Ему вторил Александр Прокофьев:
К песне приковано внимание страны. Но проверим ряды песенников, поищем запевал. Проверим и увидим – песенников мало, запевал не больше того[243].
Поэт Андрей Александрович подпевает в унисон:
Здесь, в этом зале прислушайтесь, товарищи, и вы услышите перекличку наших песен, созданных нашими поэтами, песен, которые являются красочным документом героического пути пролетарской революции, песен, которые заслуженно стали народными. А это великая награда для советской поэзии!.. Не всякая песня принимается страной. Много у нас появилось песен, но, к сожалению, большинство – это пустоцвет…[244]
Я не стану множить цитаты из выступлений на съезде. Общая тенденция тут очевидна – литература должна стать народной, моделью этого превращения должна быть популярная песня. Набор популярных песен всегда ограничен, добиться создания массовой песни чрезвычайно трудно, но к этой цели надо стремиться. В этой всеобщей песенности выражается стремление культуры к предельному ее расширению (в идеале – на все население страны). Но это тотальное открытие литературы массам имеет подчеркнуто закрытый характер. Такая литература претендует на универсальность не через усвоение «всеобщего», но благодаря расширению народности (то есть локальности) на весь горизонт национальной (то есть государственной) культуры.
Показательно, что эта искомая песенность не является продуктом исключительно идеологической конъюнктуры. Марина Цветаева в статье, опубликованной в Париже в 1933 году, «Эпос и лирика современной России» неожиданно начинает мерить Маяковского и Пастернака мерилом их песенности:
Но есть у этих двух, связанных только одной наличностью – силы, и одно общее отсутствие: объединяющий их пробел песни. Маяковский на песню неспособен, потому что сплошь мажорен, ударен и громогласен. Так шутки шутят («не гораздо хорошие») и войсками командуют. Так не поют. Пастернак на песню не способен, потому что перегружен, перенасыщен и, главное, единоличен. В Пастернаке песне нету места, Маяковскому самому не место в песне. Поэтому блоковско-есенинское место до сих пор в России «вакантно». Певучее начало России, расструенное по небольшим и недолговечным ручейкам, должно обрести единое русло, единое горло. Для того чтобы быть народным поэтом, нужно дать целому народу через тебя петь. Для этого мало быть всем, нужно быть всеми, то есть именно тем, чем не может быть Пастернак. Целым и только данным, данным, но зато целым народом – тем, чем не хочет быть Маяковский: глашатай одного класса, творец пролетарского эпоса. Ни боец (Маяковский), ни прозорливец (Пастернак) песен не слагают. Для песни нужен тот, кто наверное уже в России родился и где-нибудь, под великий российский шумок, растет[245].

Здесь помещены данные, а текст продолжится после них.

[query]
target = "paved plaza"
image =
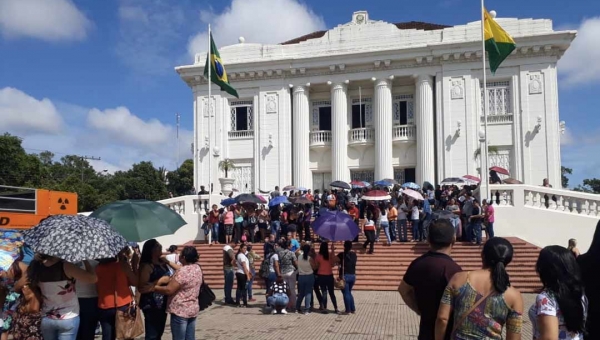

В сущности, «песенность» у Цветаевой – это лирическая «человечность», из которой изъято слишком очевидное индивидуальное начало (как у Пастернака). Песенность – это именно народность, индивидуальная стертость, поднятые до некой универсальности. При этом классовость и государственная «мажорность» из этой универсальности изымаются. Речь идет о странном сообществе, противостоящем политике, – ей противопоставляется всеобщность аполитического типа. Барбара Розенвейн, говоря о Средних веках, назвала такое сообщество «эмоциональным»[246], именно поэтому «песенность» оказывается важным его компонентом.
Цветаева воображает «певучее начало» русской литературы, которое, по ее выражению, «расструено» по отдельным ручейкам. Тем самым оно не обладает универсальностью, требуемой от «народного поэта», через которого должен петь «весь народ». Поэт должен быть «целым народом». Такого поэта, который почти равен мессии, по мнению Цветаевой, в России сейчас нет, но он, вероятно, уже родился, и мы должны ждать его пришествия. Эта песенная всеобщность универсальна, но не как «культура» в немецком понимании слова. Это универсальность в чем-то антикультурная, «низовая», подчеркнуто демократическая.